Convert HTML to PDF in .NET

Overview

This article explains how to convert HTML to PDF using C#. It covers the following topics.

The following code snippet also work with Aspose.PDF.Drawing library.

Format: HTML

Format: MHTML

Format: WebPage

C# HTML to PDF Conversion

Aspose.PDF for .NET is a PDF manipulation API that lets you convert any existing HTML documents to PDF seamlessly. The process of converting HTML to PDF can be flexibly customized.

Convert HTML to PDF

The following C# code sample shows how to convert an HTML document to a PDF.

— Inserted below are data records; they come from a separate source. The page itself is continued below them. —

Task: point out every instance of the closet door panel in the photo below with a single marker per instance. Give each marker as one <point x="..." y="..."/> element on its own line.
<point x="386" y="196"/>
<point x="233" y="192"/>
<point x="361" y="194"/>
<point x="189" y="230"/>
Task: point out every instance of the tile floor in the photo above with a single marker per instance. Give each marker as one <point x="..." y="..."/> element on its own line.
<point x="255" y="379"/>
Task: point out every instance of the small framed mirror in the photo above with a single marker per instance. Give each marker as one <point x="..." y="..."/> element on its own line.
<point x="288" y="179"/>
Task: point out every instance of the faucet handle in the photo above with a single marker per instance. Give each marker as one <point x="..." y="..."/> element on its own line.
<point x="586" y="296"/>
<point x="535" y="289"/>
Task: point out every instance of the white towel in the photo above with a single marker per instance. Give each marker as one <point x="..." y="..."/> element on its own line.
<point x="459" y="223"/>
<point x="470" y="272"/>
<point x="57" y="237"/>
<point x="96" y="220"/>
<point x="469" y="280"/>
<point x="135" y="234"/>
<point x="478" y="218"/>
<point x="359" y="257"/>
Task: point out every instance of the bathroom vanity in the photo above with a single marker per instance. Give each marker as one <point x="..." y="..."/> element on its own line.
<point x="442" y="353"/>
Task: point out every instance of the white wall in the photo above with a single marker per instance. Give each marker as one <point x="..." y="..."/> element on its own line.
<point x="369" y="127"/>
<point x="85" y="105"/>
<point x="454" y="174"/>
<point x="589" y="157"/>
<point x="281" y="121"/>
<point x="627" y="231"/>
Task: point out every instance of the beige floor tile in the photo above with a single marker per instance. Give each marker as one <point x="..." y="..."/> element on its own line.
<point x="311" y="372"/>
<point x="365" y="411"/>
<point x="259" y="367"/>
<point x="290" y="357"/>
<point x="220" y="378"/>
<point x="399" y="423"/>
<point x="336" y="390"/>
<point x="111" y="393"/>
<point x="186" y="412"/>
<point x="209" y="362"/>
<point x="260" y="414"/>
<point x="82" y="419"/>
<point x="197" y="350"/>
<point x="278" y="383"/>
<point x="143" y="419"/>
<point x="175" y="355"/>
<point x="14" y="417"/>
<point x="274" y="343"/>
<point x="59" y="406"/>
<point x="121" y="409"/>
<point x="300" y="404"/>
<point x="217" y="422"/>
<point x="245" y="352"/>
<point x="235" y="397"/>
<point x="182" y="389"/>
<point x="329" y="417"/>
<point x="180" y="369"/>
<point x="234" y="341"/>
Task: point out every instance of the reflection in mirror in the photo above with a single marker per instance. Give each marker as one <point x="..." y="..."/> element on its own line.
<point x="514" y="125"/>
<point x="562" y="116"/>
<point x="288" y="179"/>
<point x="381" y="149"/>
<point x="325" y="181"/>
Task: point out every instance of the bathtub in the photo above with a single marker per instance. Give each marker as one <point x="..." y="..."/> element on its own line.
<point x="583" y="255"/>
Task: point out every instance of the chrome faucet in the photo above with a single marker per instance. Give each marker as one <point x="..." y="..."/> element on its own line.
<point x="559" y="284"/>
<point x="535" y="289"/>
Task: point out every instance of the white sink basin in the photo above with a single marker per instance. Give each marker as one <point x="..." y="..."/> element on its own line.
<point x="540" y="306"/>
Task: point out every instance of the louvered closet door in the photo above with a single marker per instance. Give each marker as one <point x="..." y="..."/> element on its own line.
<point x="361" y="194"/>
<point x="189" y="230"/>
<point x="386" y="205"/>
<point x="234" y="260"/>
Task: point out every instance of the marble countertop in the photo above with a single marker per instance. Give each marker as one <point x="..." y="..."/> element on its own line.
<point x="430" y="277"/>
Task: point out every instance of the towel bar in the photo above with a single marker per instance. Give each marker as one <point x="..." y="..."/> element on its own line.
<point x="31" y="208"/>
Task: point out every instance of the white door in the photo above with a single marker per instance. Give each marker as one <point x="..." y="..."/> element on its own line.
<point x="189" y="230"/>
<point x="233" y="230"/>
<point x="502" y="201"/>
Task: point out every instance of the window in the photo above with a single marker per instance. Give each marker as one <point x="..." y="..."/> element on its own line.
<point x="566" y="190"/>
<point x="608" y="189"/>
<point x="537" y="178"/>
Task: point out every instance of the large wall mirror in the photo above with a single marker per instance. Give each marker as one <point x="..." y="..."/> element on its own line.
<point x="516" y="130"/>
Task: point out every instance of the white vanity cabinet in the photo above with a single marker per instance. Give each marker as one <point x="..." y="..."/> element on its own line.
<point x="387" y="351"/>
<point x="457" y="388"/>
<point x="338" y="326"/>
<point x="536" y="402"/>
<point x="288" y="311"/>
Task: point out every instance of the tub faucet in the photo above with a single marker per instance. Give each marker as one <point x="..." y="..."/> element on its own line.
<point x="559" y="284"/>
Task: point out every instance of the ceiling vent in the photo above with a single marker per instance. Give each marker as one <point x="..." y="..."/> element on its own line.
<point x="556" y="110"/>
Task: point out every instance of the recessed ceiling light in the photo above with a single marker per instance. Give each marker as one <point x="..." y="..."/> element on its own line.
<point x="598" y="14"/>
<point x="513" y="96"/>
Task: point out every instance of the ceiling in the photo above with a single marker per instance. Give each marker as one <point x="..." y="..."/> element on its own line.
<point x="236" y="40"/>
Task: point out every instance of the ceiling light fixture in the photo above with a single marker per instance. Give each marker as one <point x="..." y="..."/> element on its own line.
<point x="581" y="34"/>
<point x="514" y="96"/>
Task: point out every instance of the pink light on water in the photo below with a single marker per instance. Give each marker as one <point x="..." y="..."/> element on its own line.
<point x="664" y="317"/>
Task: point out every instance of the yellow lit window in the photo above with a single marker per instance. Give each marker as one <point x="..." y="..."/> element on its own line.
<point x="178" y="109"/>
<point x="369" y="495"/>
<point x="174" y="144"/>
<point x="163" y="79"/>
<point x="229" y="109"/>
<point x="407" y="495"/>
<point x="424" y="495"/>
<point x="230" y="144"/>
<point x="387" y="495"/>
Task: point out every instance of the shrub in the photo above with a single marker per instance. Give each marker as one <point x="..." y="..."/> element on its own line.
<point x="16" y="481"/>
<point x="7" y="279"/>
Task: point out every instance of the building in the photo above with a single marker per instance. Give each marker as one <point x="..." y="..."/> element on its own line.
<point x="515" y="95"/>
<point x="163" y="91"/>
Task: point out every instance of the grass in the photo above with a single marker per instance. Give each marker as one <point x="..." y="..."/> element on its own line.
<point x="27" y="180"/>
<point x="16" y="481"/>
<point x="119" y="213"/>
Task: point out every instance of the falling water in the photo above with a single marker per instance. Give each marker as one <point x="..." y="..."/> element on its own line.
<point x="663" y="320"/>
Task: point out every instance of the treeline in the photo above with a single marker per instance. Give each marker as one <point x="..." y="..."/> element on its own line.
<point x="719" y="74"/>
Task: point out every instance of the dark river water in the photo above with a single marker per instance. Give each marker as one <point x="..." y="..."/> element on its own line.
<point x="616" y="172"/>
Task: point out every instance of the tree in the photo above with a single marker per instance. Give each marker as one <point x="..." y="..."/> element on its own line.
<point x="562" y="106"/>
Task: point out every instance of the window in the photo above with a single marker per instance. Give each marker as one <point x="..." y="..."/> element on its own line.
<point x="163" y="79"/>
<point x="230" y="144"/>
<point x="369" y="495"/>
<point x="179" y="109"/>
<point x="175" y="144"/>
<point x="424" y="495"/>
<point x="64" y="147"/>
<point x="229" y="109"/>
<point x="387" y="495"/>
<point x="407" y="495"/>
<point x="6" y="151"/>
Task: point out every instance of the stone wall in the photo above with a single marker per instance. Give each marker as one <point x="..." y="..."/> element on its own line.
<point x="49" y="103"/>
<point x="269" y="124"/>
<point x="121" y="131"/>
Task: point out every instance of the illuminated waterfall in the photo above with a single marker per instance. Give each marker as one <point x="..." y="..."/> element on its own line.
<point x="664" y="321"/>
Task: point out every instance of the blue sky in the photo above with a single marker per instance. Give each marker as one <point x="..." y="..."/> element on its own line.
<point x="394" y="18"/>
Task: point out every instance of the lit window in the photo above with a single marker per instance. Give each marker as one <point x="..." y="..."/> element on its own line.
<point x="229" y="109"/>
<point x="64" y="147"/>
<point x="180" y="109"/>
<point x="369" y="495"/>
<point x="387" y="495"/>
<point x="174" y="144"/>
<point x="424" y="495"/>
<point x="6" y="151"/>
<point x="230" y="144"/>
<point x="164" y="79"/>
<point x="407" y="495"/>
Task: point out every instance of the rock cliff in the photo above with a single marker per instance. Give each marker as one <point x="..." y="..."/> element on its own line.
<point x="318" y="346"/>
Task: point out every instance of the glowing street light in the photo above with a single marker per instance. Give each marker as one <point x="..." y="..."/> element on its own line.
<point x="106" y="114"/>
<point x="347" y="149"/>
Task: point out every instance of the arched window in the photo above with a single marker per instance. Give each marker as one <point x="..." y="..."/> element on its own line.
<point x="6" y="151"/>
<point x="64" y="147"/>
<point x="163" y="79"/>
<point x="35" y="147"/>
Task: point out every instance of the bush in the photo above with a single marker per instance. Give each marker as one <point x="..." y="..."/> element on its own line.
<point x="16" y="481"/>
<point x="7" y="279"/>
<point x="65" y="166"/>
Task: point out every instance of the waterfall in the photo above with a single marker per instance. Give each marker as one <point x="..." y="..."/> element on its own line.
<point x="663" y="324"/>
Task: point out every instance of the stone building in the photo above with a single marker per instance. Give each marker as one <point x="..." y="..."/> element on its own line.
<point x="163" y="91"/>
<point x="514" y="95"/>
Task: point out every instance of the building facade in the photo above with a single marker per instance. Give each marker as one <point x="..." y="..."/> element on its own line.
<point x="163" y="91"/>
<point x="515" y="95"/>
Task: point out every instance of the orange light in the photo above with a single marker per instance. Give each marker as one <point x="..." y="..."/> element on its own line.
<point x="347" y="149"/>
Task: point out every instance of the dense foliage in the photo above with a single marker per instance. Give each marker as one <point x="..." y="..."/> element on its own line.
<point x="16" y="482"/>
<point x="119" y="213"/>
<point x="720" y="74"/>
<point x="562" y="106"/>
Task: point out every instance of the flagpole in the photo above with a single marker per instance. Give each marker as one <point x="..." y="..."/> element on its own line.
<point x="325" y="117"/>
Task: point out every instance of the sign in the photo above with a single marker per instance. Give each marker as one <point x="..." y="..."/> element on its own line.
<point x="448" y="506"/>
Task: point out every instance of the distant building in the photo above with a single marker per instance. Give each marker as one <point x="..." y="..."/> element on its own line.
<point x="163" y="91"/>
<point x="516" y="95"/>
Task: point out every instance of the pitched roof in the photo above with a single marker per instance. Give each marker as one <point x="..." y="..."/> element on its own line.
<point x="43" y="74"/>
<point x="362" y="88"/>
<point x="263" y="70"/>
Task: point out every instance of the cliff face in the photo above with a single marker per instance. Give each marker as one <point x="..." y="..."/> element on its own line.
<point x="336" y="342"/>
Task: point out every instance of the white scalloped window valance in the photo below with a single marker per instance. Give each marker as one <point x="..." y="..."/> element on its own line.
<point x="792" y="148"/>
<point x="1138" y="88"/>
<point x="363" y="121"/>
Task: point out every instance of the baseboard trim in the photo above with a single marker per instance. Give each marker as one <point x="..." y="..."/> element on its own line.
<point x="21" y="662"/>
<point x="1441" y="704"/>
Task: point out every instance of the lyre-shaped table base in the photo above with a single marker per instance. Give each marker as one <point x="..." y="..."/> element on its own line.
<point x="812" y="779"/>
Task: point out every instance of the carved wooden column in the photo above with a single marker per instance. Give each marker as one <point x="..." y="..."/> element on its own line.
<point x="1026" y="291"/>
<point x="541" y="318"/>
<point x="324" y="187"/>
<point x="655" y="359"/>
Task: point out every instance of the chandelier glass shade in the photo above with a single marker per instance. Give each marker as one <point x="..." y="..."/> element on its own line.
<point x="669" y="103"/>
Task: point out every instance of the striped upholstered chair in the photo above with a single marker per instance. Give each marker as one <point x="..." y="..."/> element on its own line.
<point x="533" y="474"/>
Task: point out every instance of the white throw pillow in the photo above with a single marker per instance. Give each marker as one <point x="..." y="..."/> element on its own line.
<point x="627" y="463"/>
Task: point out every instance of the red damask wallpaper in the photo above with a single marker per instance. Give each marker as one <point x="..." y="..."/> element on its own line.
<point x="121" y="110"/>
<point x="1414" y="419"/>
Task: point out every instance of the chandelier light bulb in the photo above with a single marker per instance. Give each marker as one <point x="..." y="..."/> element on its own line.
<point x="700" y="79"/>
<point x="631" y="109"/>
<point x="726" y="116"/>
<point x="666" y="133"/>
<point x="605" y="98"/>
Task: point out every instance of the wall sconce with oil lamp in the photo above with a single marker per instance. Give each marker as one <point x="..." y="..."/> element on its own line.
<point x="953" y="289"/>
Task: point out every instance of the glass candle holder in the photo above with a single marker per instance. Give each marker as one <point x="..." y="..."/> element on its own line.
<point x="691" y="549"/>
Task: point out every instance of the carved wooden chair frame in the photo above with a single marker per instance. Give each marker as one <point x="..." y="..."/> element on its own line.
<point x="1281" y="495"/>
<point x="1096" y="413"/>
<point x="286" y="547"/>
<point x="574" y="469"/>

Steps: Convert HTML to PDF in C#

  1. Create an instance of the HtmlLoadOptions class.
  2. Initialize Document object.
  3. Save output PDF document by calling Document.Save() method.
public static void ConvertHTMLtoPDF()
{
    HtmlLoadOptions options= new HtmlLoadOptions();
    Document pdfDocument= new Document(_dataDir + "test.html", options);
    pdfDocument.Save(_dataDir + "html_test.PDF");
}

Advanced conversion from HTML to PDF

The HTML Conversion engine has several options that allow us to control the conversion process.

Media Queries Support

Media queries are a popular technique for delivering a tailored style sheet to different devices. We can set device type using HtmlMediaType property.

public static void ConvertHTMLtoPDFAdvanced_MediaType()
{
    HtmlLoadOptions options = new HtmlLoadOptions
    {
        // set Print or Screen mode
        HtmlMediaType = HtmlMediaType.Print
    };
    Document pdfDocument= new Document(_dataDir + "test.html", options);
    pdfDocument.Save(_dataDir + "html_test.PDF");
}

Enable (disable) font embedding

HTML pages often use fonts (i.g. fonts from local folder, Google Fonts, etc). We can also control the embedding of fonts in a document using a IsEmbedFonts property.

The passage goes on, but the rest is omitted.